Bartlett replies: Physicists acknowledge that population growth is a major cause of our energy problems. Why then do they offer all manner of diversionary suggestions but avoid addressing population growth limitation as a solution? Karo Michaelian suggests that “perhaps more important than population growth is individual energy consumption.” Reducing per capita annual consumption of energy is an important initial step. Reducing it in the US by 1% each year would be a real achievement. But US population growth is about 1.2% per year, so the achievement would not lower total consumption. Our national goal must be to reduce the total annual consumption of nonrenewable energy for many coming years. 1
Michaelian points out that annual per capita energy consumption in the US is 10 times that in developing nations. That fact emphasizes the importance of stopping US population growth, a course of action Michaelian seeks to avoid. How can we ask other countries to stop their population growth unless we are willing to set an example and stop our own?
It would be wrong to ask that “illiterate farmers in developing nations give up their natural desire for children.” In accord with Brian Tinsley’s call that “women receive education and job training so that they have an attractive alternative” to bearing children, I think we in the US should increase our support for domestic and foreign aid programs in education, economic opportunity, family planning, and maternal health, with the global goal that every child is a wanted child. That aid would cost much less than a war.
The population division of the United Nations, in a report released 24 February 2005, states that “by 2050 the world population is expected to reach 9.1 billion … and would still be adding 34 million persons annually.” So it is difficult to imagine that the solution suggested by Michaelian would be a happy one with the population growing for another 250 years to almost 9 billion people and with individuals in the developed world consuming energy at twice the rate of those in the developing world.
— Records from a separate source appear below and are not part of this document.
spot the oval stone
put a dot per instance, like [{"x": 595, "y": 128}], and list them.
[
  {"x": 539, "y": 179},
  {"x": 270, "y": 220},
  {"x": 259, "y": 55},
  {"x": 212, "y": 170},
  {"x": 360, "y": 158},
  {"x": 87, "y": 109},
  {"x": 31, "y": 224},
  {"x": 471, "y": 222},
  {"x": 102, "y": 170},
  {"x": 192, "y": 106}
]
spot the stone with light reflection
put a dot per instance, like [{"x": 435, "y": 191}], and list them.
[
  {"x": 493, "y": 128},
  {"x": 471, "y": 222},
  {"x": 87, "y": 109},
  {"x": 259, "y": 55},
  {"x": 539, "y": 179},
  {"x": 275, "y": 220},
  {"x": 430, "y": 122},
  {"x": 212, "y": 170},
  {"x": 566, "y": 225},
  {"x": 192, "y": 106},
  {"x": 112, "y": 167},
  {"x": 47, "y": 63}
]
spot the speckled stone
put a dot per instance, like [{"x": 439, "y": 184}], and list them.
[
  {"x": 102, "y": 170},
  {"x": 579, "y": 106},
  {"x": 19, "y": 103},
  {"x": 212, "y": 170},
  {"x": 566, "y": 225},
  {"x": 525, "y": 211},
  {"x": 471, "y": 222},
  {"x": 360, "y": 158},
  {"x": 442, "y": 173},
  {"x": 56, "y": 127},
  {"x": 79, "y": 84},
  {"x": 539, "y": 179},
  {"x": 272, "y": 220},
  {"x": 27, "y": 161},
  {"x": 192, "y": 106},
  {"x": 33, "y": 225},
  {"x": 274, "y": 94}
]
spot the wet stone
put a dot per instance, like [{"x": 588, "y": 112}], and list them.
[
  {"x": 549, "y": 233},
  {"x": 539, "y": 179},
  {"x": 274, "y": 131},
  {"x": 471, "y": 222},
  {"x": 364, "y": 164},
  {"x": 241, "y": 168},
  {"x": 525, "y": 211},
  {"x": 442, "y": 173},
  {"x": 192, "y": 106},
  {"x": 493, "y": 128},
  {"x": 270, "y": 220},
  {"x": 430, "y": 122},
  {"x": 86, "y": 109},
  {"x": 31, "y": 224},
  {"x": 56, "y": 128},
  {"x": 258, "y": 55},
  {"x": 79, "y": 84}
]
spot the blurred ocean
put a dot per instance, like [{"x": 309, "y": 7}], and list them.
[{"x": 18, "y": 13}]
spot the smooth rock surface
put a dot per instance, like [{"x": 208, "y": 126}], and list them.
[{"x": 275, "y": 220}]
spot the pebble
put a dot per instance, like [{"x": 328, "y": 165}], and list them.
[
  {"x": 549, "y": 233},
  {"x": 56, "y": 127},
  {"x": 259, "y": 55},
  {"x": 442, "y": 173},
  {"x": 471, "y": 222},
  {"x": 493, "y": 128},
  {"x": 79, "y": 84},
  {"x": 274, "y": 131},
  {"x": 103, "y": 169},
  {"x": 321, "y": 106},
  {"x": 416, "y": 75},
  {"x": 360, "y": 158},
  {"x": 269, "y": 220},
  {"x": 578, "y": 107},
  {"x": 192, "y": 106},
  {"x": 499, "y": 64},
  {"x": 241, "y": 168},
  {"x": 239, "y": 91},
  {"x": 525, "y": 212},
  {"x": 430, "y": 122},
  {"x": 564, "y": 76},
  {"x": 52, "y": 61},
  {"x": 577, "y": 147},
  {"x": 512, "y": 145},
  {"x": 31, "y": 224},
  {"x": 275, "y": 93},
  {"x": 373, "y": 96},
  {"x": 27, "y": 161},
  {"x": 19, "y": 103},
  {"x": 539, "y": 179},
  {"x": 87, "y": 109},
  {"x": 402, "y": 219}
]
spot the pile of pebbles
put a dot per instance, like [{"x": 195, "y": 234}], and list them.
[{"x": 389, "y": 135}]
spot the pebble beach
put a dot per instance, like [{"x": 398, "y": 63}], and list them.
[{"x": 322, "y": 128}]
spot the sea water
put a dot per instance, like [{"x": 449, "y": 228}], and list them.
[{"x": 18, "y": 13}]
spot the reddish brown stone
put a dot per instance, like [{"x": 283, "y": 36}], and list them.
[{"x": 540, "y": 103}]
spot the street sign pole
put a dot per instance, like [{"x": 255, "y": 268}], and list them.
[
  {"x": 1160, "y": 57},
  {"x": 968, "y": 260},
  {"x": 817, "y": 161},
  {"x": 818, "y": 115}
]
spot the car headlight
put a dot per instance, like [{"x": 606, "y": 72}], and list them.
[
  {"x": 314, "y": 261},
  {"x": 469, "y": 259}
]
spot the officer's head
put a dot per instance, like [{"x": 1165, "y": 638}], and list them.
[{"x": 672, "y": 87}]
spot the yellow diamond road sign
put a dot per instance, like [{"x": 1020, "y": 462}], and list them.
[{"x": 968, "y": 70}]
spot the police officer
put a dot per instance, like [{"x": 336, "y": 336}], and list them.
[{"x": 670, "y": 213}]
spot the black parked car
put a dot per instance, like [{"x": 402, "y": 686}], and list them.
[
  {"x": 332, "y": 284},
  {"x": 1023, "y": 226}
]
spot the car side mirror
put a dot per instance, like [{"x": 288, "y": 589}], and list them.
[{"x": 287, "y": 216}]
Social workers and politicians have mostly failed to address the population problem, so it follows that we scientists have the professional obligation to call attention to the fact that population growth is the most important problem humans face. By failing to do this, we are propagating a silent lie.
Michaelian observes that we are a long way from dissipating the energy that Earth receives from the Sun. That is probably less important than a comment I recently received from David Pimentel, a global agricultural scientist at Cornell University. Pimentel said that we humans currently appropriate for our own use about half of Earth’s net primary production of biomass.
Arthur Smith suggests that “the only way population will decrease sufficiently in coming decades is with a … dramatic increase in death rate.” There is evidence to the contrary. Fertility rates have dropped dramatically in many parts of the world, and much of Europe is at or near zero population growth.
Smith identifies the problems that must be addressed if nuclear power is to be expanded. In addition there is a political problem, if the citizens of all 50 states vote to prohibit the storage of nuclear waste in their respective states.
I agree with Smith that taxes on energy are needed to reduce consumption and to fund the needed large increases in research on renewable energy. A good first step would be to change the gasoline tax to a sales tax so that tax revenues would rise as gasoline prices rise.